Director: Markuz Imhoof
Running Time: 91 mins
Release Date: September 6th 2013
I’d like to coin a new genre of documentary, called the ‘Aren’t humans assholes’ genre. It’s becoming increasingly popular, where whatever the subject, at some point it has to get around to how people are screwing everything up. I’m not saying we aren’t screwing things up, but in everything from David Attenborough docs to More Than Honey, there’s an inevitability that at some point you’ll have to feel a bit guilty.
In More Than Honey’s case, it’s about bees. You may have read in the news over the last few years about colony collapse disorder and the varroa mite, which have decimated bee populations in various parts of the world. More Than Honey takes the slow approach, initially introducing us to the world of the bee, and contrasting an aging European bee farmer who looks like he’s just fallen of a book on rustic Alpine stereotypes (barring the lederhosen) and a modern American, industrial bee farmer, before moving onto showing how the problems that have emerged.
It doesn’t take a genius to realise that the movie prefers the old-fashioned approach to beekeeping. However there’s something oddly impressive and yet disturbing about the industrial approach, not helped by the keeper they follow, who doesn’t seem to care what he’s doing as long as it results in short-term cash. The bees are moved around throughout the year (catching bugs along the way) and can only survive if fed antibiotics. Seeing it, it’s almost miraculous they’ve managed to go this long before major problems were found. While the understanding and manipulation of how bees work is impressive, it takes things so far to the edge of what an insect can withstand, you’d have expected the bees to die the first time they tried it.
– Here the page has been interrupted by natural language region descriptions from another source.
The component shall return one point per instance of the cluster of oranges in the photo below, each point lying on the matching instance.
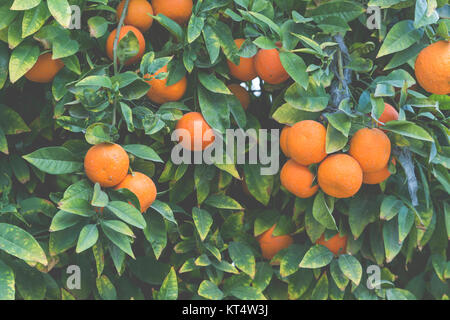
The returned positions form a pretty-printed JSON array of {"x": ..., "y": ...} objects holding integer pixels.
[
  {"x": 108, "y": 164},
  {"x": 138, "y": 20},
  {"x": 339, "y": 175}
]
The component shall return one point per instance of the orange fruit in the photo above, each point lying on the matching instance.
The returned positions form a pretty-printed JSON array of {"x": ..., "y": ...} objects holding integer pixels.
[
  {"x": 389, "y": 114},
  {"x": 377, "y": 176},
  {"x": 283, "y": 140},
  {"x": 432, "y": 68},
  {"x": 142, "y": 186},
  {"x": 340, "y": 176},
  {"x": 297, "y": 179},
  {"x": 123, "y": 32},
  {"x": 269, "y": 68},
  {"x": 178, "y": 10},
  {"x": 45, "y": 69},
  {"x": 241, "y": 94},
  {"x": 271, "y": 245},
  {"x": 306, "y": 142},
  {"x": 336, "y": 244},
  {"x": 200, "y": 134},
  {"x": 245, "y": 71},
  {"x": 107, "y": 164},
  {"x": 137, "y": 14},
  {"x": 371, "y": 148},
  {"x": 160, "y": 93}
]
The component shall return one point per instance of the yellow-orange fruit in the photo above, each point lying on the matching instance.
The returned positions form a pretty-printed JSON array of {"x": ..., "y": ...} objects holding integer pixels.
[
  {"x": 306, "y": 142},
  {"x": 137, "y": 14},
  {"x": 245, "y": 71},
  {"x": 160, "y": 93},
  {"x": 200, "y": 134},
  {"x": 142, "y": 186},
  {"x": 123, "y": 32},
  {"x": 45, "y": 69},
  {"x": 297, "y": 179},
  {"x": 432, "y": 68},
  {"x": 340, "y": 176},
  {"x": 283, "y": 141},
  {"x": 336, "y": 244},
  {"x": 269, "y": 68},
  {"x": 371, "y": 148},
  {"x": 106, "y": 164},
  {"x": 241, "y": 94},
  {"x": 271, "y": 245},
  {"x": 178, "y": 10}
]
It’s when the film is talking about how bees and their colonies work that it’s at its most interesting, as well as how humans have learned about how and why they do what they do. Long ago we started using that to be able to control the insects and domesticate them. However things have accelerated massively over the last few decades to the point where a hive is almost treated like an industrial machine rather than a living entity – and so it’s little surprise that it keeps breaking down.
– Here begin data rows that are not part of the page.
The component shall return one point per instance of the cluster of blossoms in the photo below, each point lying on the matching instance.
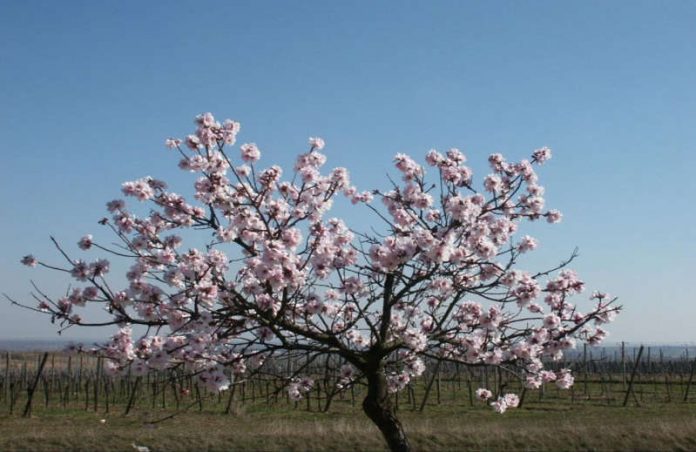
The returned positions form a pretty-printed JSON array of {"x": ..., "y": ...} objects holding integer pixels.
[{"x": 278, "y": 276}]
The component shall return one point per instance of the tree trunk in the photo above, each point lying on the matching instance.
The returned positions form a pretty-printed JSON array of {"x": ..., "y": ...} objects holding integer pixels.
[{"x": 378, "y": 407}]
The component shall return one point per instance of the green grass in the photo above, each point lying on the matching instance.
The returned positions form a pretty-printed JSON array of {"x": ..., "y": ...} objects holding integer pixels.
[{"x": 548, "y": 425}]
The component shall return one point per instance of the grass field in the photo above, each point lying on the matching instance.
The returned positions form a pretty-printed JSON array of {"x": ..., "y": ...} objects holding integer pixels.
[
  {"x": 536, "y": 426},
  {"x": 66, "y": 415}
]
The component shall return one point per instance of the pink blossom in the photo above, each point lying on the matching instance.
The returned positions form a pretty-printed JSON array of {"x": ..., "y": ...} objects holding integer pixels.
[{"x": 29, "y": 261}]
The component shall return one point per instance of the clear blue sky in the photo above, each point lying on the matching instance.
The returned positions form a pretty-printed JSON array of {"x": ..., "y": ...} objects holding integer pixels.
[{"x": 89, "y": 90}]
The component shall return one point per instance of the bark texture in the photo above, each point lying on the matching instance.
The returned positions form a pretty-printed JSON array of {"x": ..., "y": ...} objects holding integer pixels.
[{"x": 379, "y": 408}]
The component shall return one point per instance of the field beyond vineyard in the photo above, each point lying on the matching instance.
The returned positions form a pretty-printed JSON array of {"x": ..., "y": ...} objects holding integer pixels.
[
  {"x": 547, "y": 427},
  {"x": 78, "y": 407}
]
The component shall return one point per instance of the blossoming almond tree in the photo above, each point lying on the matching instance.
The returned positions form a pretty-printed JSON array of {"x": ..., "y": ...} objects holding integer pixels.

Things with the film become trickier when it starts to actively blame humans, simply because it has to paper over the fact nobody knows exactly what causes colony collapse. While it’s generally accepted it’s humans fault, More Than Honey ends up dipping into slightly hippy territory to explain it, rather than just sticking to the science.
That said, you gotta love how the movie then goes off to see whether the fabled killer bees might be the answer!
While interesting and filled with some beautiful shots taken inside living hives – as well as offering some truly fascinating insights into how colonies work – it’s difficult to escape the feeling that More Than Honey is a little manipulative and at times a tad clumsy, like an essay where the writer has got all the information but ends up being marked down for the way it’s expressed. When the film sticks to the facts it’s great – at time even slightly awe-inspiring when you realise what an incredible world bees live in – but when it starts deliberately tugging at heartstrings and going almost Gaia-esque with John Hurt’s narration, it’s both less convincing and slightly annoying. Luckily there’s enough here to keep you watching and you will come away with a bit of an education!
Overall Verdict: Loads of fascinating info on the world of the bee, the beekeeper and how intertwined they’ve become, but its manipulative moments and attempts to skirt around what we simply don’t understand yet, slightly lessens what it might have been.